Turkey: The Scimitar of Conquest in Hagia Sophia

Source: FSSPX News

On July 24, 2020, the first prayer of Friday was held in Istanbul’s Hagia Sophia, which has been turned into a mosque after being a museum for 86 years.

 

The place was taken over by a crowd of dignitaries, with President Recep Tayyip Erdogan at their head, while thousands of worshipers followed the prayers around the building. Imam Ali Erbaş, President of Religious Affairs of the Turkish Republic, gave his sermon with the scimitar of conquest in hand. This scimitar symbolizes the capture of Constantinople by the Turks in 1453. The mosaics representing Christ and his Most Holy Mother had been veiled. The verses of the Koran used for this sermon were openly anti-Christian.

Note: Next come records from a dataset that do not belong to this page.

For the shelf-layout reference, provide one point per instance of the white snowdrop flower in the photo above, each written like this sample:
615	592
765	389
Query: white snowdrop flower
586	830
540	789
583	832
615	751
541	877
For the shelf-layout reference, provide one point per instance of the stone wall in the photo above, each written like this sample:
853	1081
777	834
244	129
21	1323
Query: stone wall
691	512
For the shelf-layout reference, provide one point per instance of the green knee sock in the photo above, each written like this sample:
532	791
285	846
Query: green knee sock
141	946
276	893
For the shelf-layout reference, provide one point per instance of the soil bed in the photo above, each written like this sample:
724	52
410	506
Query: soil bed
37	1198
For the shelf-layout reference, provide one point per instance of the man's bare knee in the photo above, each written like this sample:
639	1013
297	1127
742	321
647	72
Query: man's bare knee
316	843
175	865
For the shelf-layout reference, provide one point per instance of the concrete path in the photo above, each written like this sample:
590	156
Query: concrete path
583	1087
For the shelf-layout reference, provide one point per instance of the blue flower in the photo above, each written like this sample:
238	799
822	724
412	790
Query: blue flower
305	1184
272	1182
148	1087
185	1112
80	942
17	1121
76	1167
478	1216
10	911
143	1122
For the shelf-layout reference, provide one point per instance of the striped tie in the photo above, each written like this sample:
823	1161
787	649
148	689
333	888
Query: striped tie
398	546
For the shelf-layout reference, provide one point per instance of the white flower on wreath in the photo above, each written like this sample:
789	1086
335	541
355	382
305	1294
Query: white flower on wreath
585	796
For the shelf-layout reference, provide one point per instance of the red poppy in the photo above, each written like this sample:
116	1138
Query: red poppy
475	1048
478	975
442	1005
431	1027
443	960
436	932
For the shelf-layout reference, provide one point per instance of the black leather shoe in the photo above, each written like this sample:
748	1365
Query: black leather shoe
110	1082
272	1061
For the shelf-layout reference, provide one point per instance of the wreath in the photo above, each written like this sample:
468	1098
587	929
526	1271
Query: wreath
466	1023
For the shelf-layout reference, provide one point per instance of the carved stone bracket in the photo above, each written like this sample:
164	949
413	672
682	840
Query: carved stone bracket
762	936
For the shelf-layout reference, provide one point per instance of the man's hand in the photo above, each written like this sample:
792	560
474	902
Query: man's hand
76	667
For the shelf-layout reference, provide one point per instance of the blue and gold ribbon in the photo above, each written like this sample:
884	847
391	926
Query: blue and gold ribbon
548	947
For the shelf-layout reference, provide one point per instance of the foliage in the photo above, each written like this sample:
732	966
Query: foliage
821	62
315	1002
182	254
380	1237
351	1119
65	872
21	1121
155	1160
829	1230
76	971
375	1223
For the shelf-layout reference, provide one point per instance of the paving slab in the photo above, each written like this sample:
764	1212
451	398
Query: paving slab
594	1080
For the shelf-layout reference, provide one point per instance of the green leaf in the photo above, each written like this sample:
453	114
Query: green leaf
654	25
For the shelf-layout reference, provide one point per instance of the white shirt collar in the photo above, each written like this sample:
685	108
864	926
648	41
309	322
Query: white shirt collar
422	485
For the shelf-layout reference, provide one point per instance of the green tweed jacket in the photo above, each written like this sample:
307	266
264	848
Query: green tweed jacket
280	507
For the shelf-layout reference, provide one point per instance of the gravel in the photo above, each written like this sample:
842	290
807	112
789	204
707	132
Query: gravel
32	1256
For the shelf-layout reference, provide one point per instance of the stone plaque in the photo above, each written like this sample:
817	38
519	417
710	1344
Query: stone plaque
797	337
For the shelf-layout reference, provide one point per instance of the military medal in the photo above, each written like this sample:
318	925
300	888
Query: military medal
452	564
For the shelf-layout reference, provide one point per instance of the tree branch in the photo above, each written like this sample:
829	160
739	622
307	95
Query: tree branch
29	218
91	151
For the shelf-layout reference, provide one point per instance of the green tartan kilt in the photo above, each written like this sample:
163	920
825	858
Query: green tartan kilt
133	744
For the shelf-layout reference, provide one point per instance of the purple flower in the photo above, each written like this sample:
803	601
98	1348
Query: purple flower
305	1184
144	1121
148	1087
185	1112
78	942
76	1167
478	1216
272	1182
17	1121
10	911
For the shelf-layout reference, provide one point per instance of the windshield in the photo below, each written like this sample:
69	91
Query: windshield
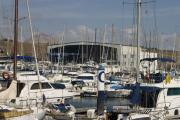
85	77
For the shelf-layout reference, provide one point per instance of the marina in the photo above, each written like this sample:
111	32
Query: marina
88	74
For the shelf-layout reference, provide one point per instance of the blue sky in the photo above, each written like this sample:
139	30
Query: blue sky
50	16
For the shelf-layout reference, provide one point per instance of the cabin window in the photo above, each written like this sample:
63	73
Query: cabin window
149	98
35	86
173	91
144	118
43	85
85	77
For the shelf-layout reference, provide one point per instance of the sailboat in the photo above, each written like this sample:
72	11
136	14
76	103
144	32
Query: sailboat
156	100
9	110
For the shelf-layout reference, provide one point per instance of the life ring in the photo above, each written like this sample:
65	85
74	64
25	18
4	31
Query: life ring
6	75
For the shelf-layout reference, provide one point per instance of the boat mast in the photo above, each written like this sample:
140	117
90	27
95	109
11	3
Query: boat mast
138	37
15	39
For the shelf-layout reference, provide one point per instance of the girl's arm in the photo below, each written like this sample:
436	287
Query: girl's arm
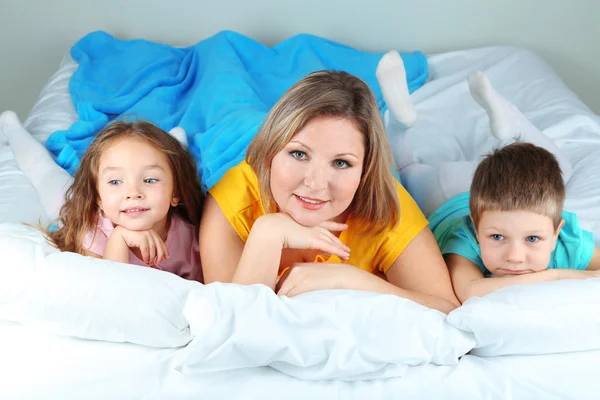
468	279
220	246
116	248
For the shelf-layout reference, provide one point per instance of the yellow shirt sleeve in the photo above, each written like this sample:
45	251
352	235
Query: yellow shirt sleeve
237	195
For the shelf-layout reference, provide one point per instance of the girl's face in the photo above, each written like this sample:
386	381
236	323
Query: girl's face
315	176
135	186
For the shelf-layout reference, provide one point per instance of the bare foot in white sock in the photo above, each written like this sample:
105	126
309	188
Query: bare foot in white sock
392	79
508	123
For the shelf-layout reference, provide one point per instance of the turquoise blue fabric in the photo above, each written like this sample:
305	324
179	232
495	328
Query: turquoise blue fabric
452	227
219	90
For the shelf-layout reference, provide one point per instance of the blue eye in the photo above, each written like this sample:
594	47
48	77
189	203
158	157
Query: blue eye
298	155
342	164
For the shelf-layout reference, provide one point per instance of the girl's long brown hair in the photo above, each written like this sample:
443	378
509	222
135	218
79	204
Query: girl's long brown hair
79	213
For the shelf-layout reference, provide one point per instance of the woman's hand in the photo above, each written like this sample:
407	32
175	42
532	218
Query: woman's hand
296	236
308	277
152	248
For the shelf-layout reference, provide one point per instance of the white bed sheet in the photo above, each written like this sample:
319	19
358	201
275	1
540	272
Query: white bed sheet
34	364
451	126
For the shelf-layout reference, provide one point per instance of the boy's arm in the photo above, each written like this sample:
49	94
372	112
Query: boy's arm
594	264
468	280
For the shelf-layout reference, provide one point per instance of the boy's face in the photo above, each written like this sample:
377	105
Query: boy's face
516	242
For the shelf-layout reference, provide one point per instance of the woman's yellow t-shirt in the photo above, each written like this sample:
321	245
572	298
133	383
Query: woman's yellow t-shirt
237	194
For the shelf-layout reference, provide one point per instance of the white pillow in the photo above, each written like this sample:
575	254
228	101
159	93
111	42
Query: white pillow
545	318
69	294
19	201
333	334
54	108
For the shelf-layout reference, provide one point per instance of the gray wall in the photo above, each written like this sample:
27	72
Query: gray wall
35	34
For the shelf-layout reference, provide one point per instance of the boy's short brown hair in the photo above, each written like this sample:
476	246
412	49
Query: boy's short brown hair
520	176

“I think of Hagia Sophia and I am deeply saddened,” Pope Francis had weakly reacted, addressing the faithful present in St. Peter’s Square after the Angelus on Sunday, July 12.



The day before, in a statement, the Council of Churches of the Middle East (MECC) deplored that the transformation of Hagia Sophia into a mosque occurs at a historic moment in the establishment of peaceful relations between Christians and Muslims, referring explicitly to the  Document on Human Fraternity for World Peace and Living Together, signed on February 4, 2019 in Abu Dhabi by Pope Francis and by Sheikh Ahmed al-Tayyeb, Grand Imam of Al-Azhar.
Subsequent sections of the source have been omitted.